Back down on earth, us peasants' petition with 162 000 signatures for him to not come back. Alas, this was fruitless. It only took eleven minutes. And to quote it was “the best day ever.” If you would like to learn more about Jeff Bezos’ enablers who accompanied him to space, I don’t know why.


Jeff Bezos was not the first billionaire to go into space and he likely will not be the last. Richard Branson went to space on July 11th 2021, two weeks before Jeff Bezos. While the internet had many questions for Bezos, they only had one for Branson: who are you? If there's no catchy Tik-Tok audio about a billionaire then what’s even the point? Richard Branson founded the Virgin Group and flies Virgin Galactic, the rival to Bezos’ Blue Origin. It is suspected that Elon Musk will be the next to go to space, and this time to Mars.

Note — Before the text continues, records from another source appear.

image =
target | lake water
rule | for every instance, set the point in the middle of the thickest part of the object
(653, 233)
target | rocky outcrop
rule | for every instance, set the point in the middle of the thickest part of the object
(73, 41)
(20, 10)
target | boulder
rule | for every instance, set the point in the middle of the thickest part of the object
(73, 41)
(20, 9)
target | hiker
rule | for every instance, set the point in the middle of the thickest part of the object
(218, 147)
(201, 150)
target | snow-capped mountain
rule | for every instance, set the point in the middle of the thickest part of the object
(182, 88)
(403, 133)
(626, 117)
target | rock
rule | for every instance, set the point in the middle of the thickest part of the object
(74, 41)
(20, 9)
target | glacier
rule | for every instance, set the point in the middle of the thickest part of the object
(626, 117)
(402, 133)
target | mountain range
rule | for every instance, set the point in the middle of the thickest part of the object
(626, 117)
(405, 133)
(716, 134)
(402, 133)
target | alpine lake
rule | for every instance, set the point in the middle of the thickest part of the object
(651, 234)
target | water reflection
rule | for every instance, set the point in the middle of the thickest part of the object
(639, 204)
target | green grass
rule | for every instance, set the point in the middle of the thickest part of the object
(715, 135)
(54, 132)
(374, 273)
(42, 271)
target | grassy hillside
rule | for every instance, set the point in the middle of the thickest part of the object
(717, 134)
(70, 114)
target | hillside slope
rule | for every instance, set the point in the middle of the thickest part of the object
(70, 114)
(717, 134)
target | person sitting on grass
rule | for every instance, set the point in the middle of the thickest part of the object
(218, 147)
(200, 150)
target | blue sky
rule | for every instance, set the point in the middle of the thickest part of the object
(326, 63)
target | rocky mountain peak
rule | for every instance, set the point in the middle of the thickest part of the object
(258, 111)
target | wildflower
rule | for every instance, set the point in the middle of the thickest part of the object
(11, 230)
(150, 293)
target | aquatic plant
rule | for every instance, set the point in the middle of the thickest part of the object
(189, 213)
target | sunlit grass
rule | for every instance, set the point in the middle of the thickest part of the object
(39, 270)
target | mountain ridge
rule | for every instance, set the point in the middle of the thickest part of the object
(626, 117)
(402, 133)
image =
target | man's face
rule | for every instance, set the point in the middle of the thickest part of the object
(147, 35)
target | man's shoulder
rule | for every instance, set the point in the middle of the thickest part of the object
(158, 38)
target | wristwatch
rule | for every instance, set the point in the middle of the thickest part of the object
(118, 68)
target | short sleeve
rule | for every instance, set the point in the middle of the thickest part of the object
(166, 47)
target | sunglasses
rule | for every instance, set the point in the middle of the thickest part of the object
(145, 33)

If you're rich, you may be wondering: “what's the fuss about? Why can’t a man just take a space vacation for a day? Have that once in a lifetime experience? We’re living in the future!” We are living in the future. This is the reality. What does this say about how people make and spend money now? And what does it mean for those who can’t cough up 28 million dollars to fly Blue Origin and escape this George Orwell-dystopian-hellscape of a planet billionaires are destroying?


Amazon pays its employees a minimum of $15 an hour. The average yearly salary in the U.S. is around $30,000. Bezos is literally the richest man in the world and he had the audacity to thank his Amazon employees⏤who he doesn’t give suitable working conditions, adequate break times, or living wages⏤for helping make his trip possible.

To be a billionaire is inherently unethical. To sit on more money than you can possibly spend in a lifetime is the ultimate representation of greed. But to flaunt your extravagant wealth in the most useless way possible, by getting in your spaceship and having a rocket measuring contest with other billionaires, is just mind-blowingly idiotic.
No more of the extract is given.